Bailaría en la verbena de agosto, con las guirnaldas y los focos de colores bañando la plaza y vistiendo los árboles desnudos, hasta rendirnos en la madrugada al olor del chocolate y la masa de los churros.

Si tuviese un instante para recuperar el reflejo de aquellos rostros que ahora me asaltan en la memoria, en mis letras, en el vaho de las ventanas, en la arena de mis relojes, en las esquinas desconocidas de la ciudad que doblo a diario, en los puntos cardinales perdidos, en los escaparates de luces endiabladas, en los pasos de cebra desgastados, en los bolsillos llenos de espuma y retamas marchitas...

Si pudiese volver allí, tan solo un instante, y ser el mismo que era, con el brillo palpitando en las pupilas, con tantas cosas por hacer...

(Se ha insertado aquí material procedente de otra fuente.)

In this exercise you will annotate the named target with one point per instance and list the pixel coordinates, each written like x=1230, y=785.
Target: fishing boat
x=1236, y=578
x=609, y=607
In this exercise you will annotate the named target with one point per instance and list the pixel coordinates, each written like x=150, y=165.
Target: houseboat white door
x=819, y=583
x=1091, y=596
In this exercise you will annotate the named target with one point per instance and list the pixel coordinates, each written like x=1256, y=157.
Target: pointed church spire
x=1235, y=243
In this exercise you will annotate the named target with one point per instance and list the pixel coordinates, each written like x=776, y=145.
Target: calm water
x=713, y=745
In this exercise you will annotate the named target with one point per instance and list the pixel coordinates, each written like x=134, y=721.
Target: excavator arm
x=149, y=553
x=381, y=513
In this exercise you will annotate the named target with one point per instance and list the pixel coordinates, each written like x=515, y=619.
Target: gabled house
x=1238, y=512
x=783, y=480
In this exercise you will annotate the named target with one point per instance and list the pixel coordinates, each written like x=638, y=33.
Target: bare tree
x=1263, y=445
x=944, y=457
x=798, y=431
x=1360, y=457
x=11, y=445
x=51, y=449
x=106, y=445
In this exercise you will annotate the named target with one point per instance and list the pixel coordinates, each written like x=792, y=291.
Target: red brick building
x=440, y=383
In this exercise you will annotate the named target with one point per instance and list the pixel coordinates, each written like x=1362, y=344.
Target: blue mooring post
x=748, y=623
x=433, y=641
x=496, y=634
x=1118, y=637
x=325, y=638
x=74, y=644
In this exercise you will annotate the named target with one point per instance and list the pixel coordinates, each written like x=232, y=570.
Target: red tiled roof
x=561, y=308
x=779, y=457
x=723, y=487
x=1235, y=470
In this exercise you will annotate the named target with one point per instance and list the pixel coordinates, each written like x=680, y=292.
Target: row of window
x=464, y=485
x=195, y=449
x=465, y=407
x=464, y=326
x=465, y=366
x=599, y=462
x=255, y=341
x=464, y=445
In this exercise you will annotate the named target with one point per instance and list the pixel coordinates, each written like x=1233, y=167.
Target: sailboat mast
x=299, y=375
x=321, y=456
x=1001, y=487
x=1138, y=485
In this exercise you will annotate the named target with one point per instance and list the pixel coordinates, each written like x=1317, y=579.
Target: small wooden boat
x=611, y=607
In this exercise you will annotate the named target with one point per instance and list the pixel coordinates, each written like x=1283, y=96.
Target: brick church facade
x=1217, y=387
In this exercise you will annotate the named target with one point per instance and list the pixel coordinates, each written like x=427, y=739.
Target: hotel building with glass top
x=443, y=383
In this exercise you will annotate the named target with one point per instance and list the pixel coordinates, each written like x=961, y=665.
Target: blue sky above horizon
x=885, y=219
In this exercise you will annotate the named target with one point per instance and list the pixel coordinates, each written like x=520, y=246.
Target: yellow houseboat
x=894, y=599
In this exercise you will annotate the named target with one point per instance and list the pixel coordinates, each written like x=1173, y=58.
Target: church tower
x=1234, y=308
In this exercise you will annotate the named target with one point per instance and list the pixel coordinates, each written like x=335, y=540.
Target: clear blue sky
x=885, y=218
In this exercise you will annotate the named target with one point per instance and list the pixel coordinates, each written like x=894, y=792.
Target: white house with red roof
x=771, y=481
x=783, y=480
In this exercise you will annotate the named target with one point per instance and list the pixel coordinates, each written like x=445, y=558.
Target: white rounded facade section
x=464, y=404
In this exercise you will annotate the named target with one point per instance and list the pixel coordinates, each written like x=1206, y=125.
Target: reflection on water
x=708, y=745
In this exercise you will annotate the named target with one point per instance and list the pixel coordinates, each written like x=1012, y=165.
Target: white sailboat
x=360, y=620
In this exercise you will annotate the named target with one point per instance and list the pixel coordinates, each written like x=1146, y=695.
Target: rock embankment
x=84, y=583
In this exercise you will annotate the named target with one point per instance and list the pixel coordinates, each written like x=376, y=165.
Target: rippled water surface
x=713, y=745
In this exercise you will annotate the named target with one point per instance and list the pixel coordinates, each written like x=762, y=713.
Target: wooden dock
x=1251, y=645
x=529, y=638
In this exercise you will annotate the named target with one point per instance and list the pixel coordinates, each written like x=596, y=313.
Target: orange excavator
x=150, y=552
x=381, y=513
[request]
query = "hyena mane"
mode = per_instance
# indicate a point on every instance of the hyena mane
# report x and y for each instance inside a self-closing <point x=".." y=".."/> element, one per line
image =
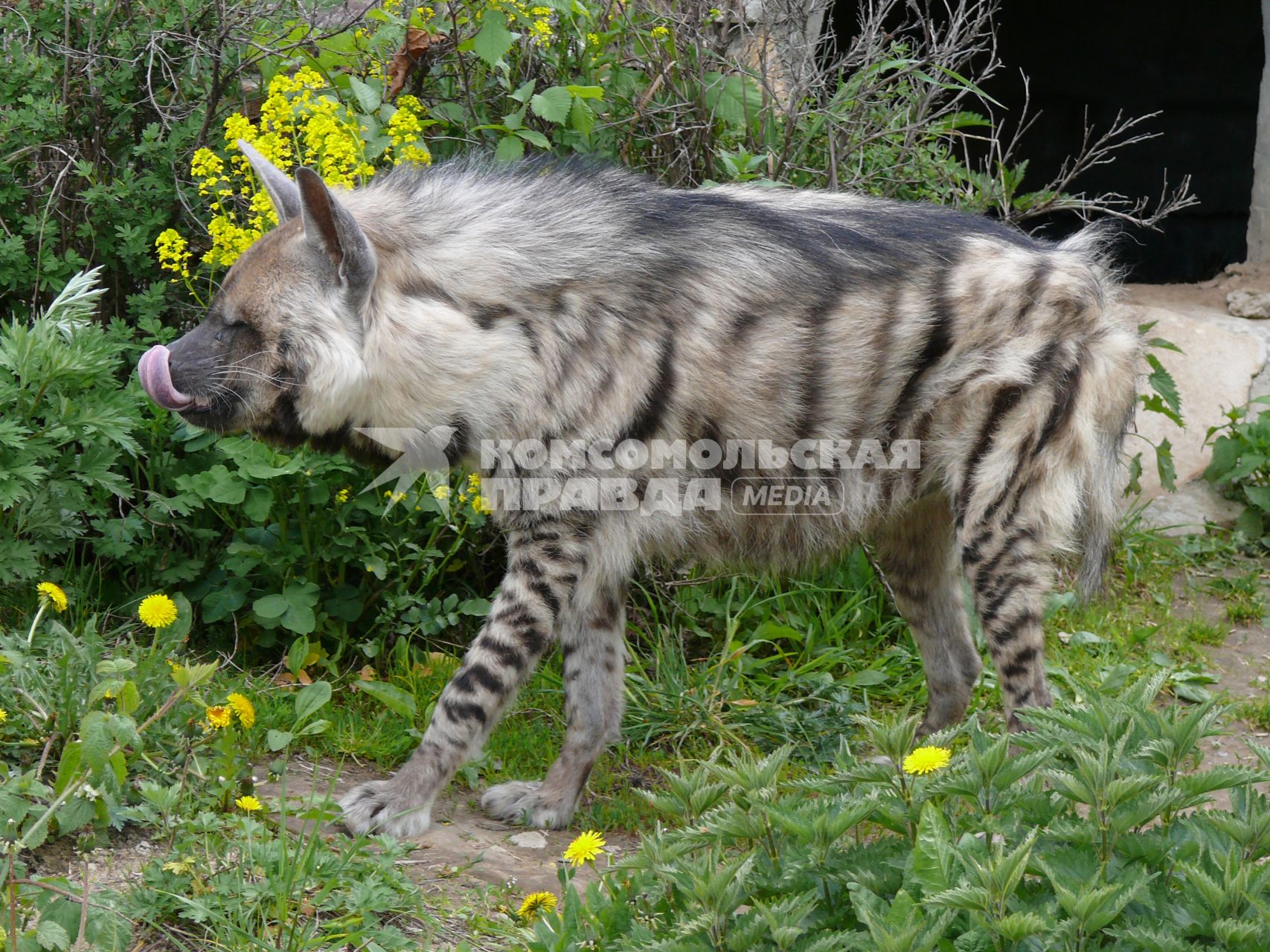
<point x="954" y="391"/>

(Texto por Suso, imagen de Retamal de Llerena)

21 comentarios:

  1. Los recuerdos del pasado siempre viajan acomodados en un lugar privilegiado de nuestra memoria hacia presente y futuro...con suerte viajarán casi hasta el final de nuestro trayecto con la nostalgia como compañera de viaje.
    Preciosos recuerdos los que traes Suso, recuerdas y haces que recuerde, con alguna anécdota similar, lo que yo también fui. Un besazo.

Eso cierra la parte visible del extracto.